Gastroparesis can result from diabetes, certain surgeries, or neurological conditions. If you feel uncomfortably full almost immediately after eating, stay bloated for hours, or frequently feel nauseous after meals alongside your reflux symptoms, delayed emptying could be a contributing factor.

Foods and Chemicals That Relax the Sphincter

Certain foods don’t just irritate the esophagus on the way down. They actively weaken the sphincter muscle. Chocolate contains a compound called methylxanthine (chemically similar to caffeine) that directly relaxes the lower esophageal sphincter, making reflux more likely after you eat it. Caffeine itself has a similar, though milder, effect. Peppermint also relaxes smooth muscle throughout the digestive tract, including the sphincter.

Fatty foods slow gastric emptying, keeping your stomach fuller and more distended for longer. Acidic foods like tomatoes and citrus don’t necessarily cause reflux on their own, but they make the acid that does reflux more irritating to the esophageal lining. Alcohol and carbonated beverages increase stomach distension and can trigger those inappropriate sphincter relaxations. The pattern matters more than any single meal: occasional chocolate won’t cause chronic reflux, but daily exposure to multiple triggers can keep the cycle going.

Medications That Weaken the Barrier

Several common prescription drugs lower the pressure in the esophageal sphincter as a side effect. Calcium channel blockers, widely prescribed for high blood pressure, relax smooth muscle throughout the body, including the sphincter. Nitrates, used for chest pain, do the same. Theophylline, a medication for asthma and other lung conditions, also reduces sphincter pressure.

If your reflux started or worsened around the time you began a new medication, it’s worth looking into whether the drug is a known contributor. Stopping or switching medications is a conversation for your prescriber, but identifying the connection is the first step.

Hormones and Pregnancy

Pregnancy is one of the most predictable triggers for acid reflux, and the cause is primarily hormonal. Rising progesterone levels relax the esophageal sphincter, reducing its ability to stay closed. Progesterone also slows the entire digestive process, which means food lingers in the stomach longer and creates more opportunity for reflux. As the pregnancy progresses, the growing uterus adds direct physical pressure on the stomach from below, compounding the problem.

This combination of hormonal relaxation and mechanical pressure is why reflux tends to worsen through each trimester. The good news is that pregnancy-related reflux typically resolves after delivery once hormone levels return to normal and the physical pressure is gone.
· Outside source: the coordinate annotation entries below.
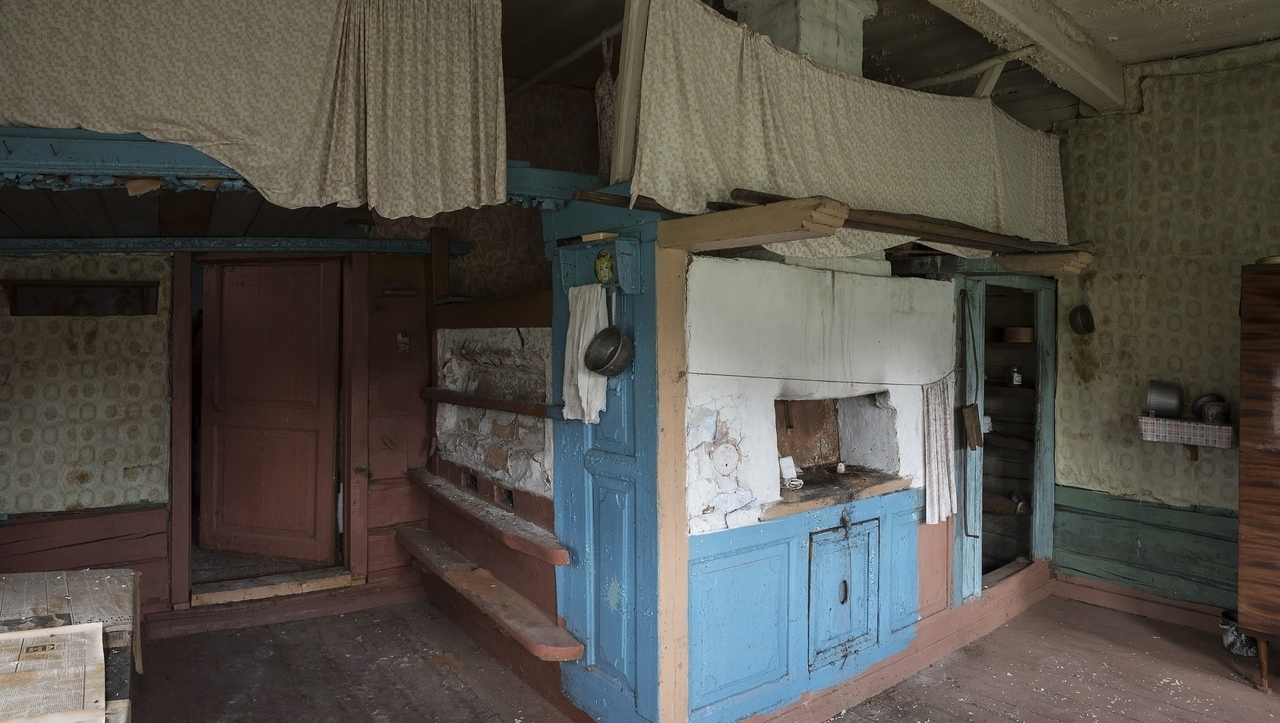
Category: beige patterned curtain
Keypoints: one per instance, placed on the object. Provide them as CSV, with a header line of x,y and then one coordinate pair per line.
x,y
722,108
392,104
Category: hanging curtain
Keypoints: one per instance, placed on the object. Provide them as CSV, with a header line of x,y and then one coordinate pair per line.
x,y
392,104
940,457
722,108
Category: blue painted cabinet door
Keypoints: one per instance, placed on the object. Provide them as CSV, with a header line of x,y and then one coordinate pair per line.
x,y
844,602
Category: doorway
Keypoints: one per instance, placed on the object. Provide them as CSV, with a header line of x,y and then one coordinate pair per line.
x,y
265,434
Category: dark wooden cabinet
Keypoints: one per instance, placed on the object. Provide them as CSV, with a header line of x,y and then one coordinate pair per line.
x,y
1260,457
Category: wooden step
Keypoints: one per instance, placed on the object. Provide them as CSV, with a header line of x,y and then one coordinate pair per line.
x,y
513,613
507,527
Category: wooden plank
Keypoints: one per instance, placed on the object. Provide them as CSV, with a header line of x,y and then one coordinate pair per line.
x,y
753,225
396,502
1066,53
232,213
83,540
186,213
924,228
672,630
32,213
626,120
520,618
513,531
384,587
137,216
522,311
179,431
90,209
355,398
476,402
272,586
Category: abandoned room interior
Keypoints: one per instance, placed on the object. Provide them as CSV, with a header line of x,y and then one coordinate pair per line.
x,y
640,360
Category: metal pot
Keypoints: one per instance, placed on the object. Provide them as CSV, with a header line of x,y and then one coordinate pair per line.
x,y
609,352
1164,399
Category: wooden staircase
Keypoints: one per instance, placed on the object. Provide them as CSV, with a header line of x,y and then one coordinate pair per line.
x,y
512,543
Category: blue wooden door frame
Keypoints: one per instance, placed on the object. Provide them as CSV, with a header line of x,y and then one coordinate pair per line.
x,y
972,305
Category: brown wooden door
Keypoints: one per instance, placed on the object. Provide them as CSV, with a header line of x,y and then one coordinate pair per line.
x,y
269,408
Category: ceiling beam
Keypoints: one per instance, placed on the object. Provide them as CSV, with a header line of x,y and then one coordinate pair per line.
x,y
1066,55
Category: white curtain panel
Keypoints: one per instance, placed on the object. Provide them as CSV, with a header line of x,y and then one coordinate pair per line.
x,y
722,108
392,104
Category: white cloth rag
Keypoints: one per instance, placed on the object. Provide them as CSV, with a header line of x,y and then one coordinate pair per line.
x,y
584,389
940,461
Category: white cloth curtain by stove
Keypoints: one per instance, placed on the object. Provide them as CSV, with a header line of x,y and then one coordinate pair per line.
x,y
392,104
940,460
723,108
584,389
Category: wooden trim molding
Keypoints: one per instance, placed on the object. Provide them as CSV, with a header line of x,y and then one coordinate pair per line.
x,y
179,433
672,268
355,393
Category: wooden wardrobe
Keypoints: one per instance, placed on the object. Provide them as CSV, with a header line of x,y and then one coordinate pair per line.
x,y
1260,458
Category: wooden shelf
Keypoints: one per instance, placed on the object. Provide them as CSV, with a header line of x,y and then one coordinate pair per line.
x,y
507,527
519,617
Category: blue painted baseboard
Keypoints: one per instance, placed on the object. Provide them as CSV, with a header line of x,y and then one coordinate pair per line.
x,y
1180,553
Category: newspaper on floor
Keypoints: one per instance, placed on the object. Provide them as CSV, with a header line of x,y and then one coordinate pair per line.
x,y
53,675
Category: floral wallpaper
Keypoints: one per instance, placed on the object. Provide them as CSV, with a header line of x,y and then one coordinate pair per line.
x,y
1175,198
83,399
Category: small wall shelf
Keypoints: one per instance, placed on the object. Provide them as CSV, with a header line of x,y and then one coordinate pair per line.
x,y
41,297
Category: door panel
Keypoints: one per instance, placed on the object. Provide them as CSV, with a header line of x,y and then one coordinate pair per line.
x,y
269,410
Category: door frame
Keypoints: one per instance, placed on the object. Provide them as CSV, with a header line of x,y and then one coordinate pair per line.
x,y
353,415
972,311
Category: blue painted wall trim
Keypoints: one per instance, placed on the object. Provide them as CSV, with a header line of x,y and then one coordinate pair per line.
x,y
94,159
1179,553
752,596
211,243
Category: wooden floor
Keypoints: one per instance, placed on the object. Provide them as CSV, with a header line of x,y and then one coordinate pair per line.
x,y
394,663
1065,660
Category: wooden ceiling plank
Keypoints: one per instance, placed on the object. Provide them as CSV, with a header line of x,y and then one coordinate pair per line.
x,y
76,228
184,213
88,206
32,213
1070,56
274,220
782,220
133,216
233,211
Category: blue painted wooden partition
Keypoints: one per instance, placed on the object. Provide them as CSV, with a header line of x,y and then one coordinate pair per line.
x,y
800,603
606,497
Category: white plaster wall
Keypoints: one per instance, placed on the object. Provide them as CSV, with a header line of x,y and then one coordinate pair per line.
x,y
760,332
503,364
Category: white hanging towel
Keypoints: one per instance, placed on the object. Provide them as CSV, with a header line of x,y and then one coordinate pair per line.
x,y
584,390
940,461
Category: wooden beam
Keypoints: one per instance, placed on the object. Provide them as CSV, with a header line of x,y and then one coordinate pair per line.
x,y
782,220
522,311
475,401
970,71
987,83
626,120
1068,55
926,228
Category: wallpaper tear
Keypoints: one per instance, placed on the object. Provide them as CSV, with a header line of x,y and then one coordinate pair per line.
x,y
1176,200
83,401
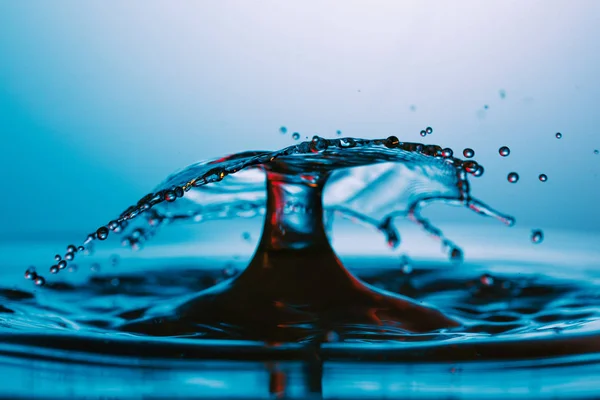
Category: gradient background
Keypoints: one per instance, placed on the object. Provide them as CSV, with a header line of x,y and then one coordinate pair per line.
x,y
99,101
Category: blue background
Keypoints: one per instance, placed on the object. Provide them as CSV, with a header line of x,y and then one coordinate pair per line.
x,y
99,101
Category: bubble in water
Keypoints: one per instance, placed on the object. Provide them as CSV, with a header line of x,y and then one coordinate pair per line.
x,y
537,236
30,273
102,233
486,280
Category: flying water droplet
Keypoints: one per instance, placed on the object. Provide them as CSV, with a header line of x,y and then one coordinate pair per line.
x,y
537,236
30,273
102,233
447,153
486,280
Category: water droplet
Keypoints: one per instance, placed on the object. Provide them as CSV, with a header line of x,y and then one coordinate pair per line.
x,y
486,280
405,266
102,233
456,254
479,171
170,196
537,236
391,141
30,273
114,260
179,191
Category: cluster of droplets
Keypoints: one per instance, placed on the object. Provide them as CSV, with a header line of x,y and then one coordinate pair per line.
x,y
426,131
463,168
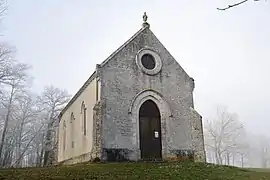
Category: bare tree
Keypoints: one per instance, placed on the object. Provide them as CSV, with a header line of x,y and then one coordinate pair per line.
x,y
53,100
221,134
234,5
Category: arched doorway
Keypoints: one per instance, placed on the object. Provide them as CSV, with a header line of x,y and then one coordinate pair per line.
x,y
150,131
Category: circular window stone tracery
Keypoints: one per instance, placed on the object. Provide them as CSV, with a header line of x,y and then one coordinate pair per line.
x,y
148,61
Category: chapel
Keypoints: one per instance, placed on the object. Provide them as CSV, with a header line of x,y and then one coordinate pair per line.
x,y
137,105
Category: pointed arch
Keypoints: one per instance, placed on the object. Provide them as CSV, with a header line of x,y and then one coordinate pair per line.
x,y
83,118
165,117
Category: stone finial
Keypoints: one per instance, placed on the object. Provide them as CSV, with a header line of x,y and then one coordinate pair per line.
x,y
145,23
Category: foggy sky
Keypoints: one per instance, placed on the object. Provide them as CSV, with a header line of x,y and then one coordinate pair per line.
x,y
227,53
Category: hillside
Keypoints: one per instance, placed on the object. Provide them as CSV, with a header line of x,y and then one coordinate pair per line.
x,y
155,171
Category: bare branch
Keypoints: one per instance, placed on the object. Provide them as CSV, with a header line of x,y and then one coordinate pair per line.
x,y
233,5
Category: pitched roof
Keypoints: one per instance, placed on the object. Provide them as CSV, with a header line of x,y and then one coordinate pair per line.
x,y
92,77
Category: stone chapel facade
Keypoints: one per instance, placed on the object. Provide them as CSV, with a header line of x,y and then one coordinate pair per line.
x,y
137,105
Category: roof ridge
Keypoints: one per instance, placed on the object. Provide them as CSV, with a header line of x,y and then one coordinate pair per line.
x,y
122,46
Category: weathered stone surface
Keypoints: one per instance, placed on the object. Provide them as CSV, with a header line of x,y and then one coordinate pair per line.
x,y
97,124
171,89
125,86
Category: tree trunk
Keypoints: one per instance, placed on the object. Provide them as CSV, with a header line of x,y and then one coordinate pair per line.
x,y
6,124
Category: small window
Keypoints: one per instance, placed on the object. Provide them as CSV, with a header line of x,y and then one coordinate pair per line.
x,y
148,61
83,113
64,135
72,118
72,144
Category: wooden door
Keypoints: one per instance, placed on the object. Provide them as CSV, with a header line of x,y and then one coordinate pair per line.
x,y
150,131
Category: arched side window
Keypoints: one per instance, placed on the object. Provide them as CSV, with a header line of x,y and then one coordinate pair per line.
x,y
64,135
83,113
72,118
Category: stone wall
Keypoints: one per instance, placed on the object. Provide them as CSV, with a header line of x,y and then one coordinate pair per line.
x,y
197,136
122,80
97,124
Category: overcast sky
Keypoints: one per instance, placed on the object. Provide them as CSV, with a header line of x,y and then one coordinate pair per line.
x,y
227,53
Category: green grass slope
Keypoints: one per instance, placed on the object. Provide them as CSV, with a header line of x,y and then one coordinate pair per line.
x,y
155,171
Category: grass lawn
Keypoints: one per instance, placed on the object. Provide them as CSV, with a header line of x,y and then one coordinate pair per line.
x,y
155,171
Sleep Position and Nighttime Reflux

Lying flat removes gravity from the equation. When you’re upright, gravity helps keep stomach contents where they belong. The moment you lie down, acid can flow sideways toward the sphincter with much less resistance, which is why many people experience their worst symptoms at night or early in the morning.

The American Gastroenterological Association recommends sleeping on your left side. This position works because of simple anatomy: the stomach curves to the left, so when you lie on that side, the junction with the esophagus sits above the pool of acid rather than submerged in it. Elevating the head of your bed by 6 to 8 inches (using a wedge or bed risers, not just extra pillows) also helps by creating a gentle downward slope that keeps acid in the stomach.
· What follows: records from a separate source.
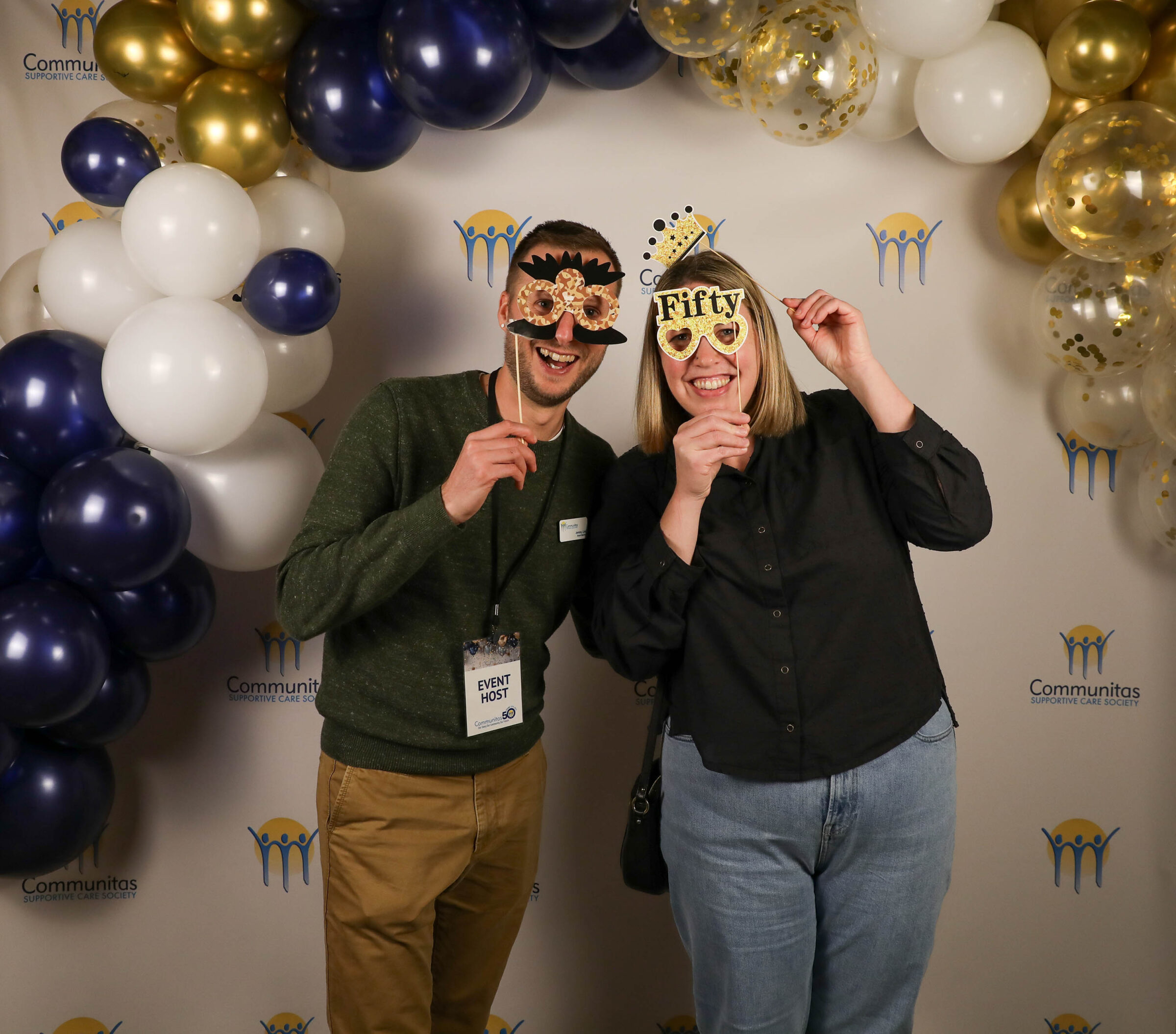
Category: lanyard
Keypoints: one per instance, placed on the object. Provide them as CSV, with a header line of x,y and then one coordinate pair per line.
x,y
497,590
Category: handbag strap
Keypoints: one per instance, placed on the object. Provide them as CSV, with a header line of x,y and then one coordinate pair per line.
x,y
640,803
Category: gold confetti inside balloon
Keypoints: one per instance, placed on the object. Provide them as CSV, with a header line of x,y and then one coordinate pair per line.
x,y
1019,218
1107,183
1066,107
233,122
1157,81
1157,485
808,72
1100,48
1107,411
718,75
698,28
1100,318
143,50
243,33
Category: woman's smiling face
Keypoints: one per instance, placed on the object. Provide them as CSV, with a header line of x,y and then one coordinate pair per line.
x,y
707,381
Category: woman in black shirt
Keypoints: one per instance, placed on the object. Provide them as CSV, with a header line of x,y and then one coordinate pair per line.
x,y
758,564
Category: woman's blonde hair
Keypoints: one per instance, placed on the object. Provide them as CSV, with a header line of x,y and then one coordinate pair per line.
x,y
775,406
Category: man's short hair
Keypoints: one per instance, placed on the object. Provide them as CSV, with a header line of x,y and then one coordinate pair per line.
x,y
559,236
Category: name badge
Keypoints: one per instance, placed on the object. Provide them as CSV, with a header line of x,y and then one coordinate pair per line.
x,y
493,683
573,530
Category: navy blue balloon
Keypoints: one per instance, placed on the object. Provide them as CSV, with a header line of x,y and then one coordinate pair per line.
x,y
166,617
459,65
104,159
52,407
626,57
291,291
19,546
54,653
115,712
540,77
54,803
572,24
115,518
10,746
340,100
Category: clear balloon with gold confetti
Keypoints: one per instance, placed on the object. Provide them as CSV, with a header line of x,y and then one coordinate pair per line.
x,y
698,28
1157,483
808,72
718,75
1100,318
1107,183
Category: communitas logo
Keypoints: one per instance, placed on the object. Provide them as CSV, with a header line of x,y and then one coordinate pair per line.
x,y
283,656
75,25
904,230
285,837
1086,650
489,227
1100,460
286,1024
1071,1024
1079,845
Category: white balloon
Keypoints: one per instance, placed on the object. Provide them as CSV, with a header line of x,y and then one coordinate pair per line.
x,y
297,215
892,113
191,231
87,283
185,375
22,307
986,101
248,499
924,28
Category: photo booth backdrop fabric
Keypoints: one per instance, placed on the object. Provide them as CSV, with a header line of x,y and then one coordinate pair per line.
x,y
168,925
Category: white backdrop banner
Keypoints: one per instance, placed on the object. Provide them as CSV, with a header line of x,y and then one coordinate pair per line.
x,y
199,910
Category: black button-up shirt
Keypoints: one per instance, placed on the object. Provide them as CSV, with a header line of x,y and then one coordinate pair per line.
x,y
794,646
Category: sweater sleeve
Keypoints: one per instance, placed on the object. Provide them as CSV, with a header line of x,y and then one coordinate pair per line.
x,y
358,545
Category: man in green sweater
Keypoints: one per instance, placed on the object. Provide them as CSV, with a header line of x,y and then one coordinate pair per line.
x,y
438,589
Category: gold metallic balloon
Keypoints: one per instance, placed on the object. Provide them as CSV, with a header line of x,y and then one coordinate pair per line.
x,y
1100,318
808,72
718,75
1157,81
698,28
233,122
1020,222
142,49
1107,183
1100,49
243,33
When Multiple Causes Stack Up

Chronic acid reflux is rarely caused by one thing alone. A person with a mildly weak sphincter might never have significant symptoms until they gain weight, start a calcium channel blocker, and begin eating larger evening meals. Each factor on its own might be manageable, but together they overwhelm the body’s defenses. This is also why treatment often works best when it addresses several contributors at once: losing abdominal weight, adjusting sleep position, identifying trigger foods, and reviewing medications can collectively reduce reflux far more than any single change.

The sphincter’s resting pressure also tends to decline with age, which is why reflux often develops or worsens in middle age even without an obvious new trigger. Years of mild mechanical stress, gradual weight gain, and natural muscle weakening converge to tip the balance.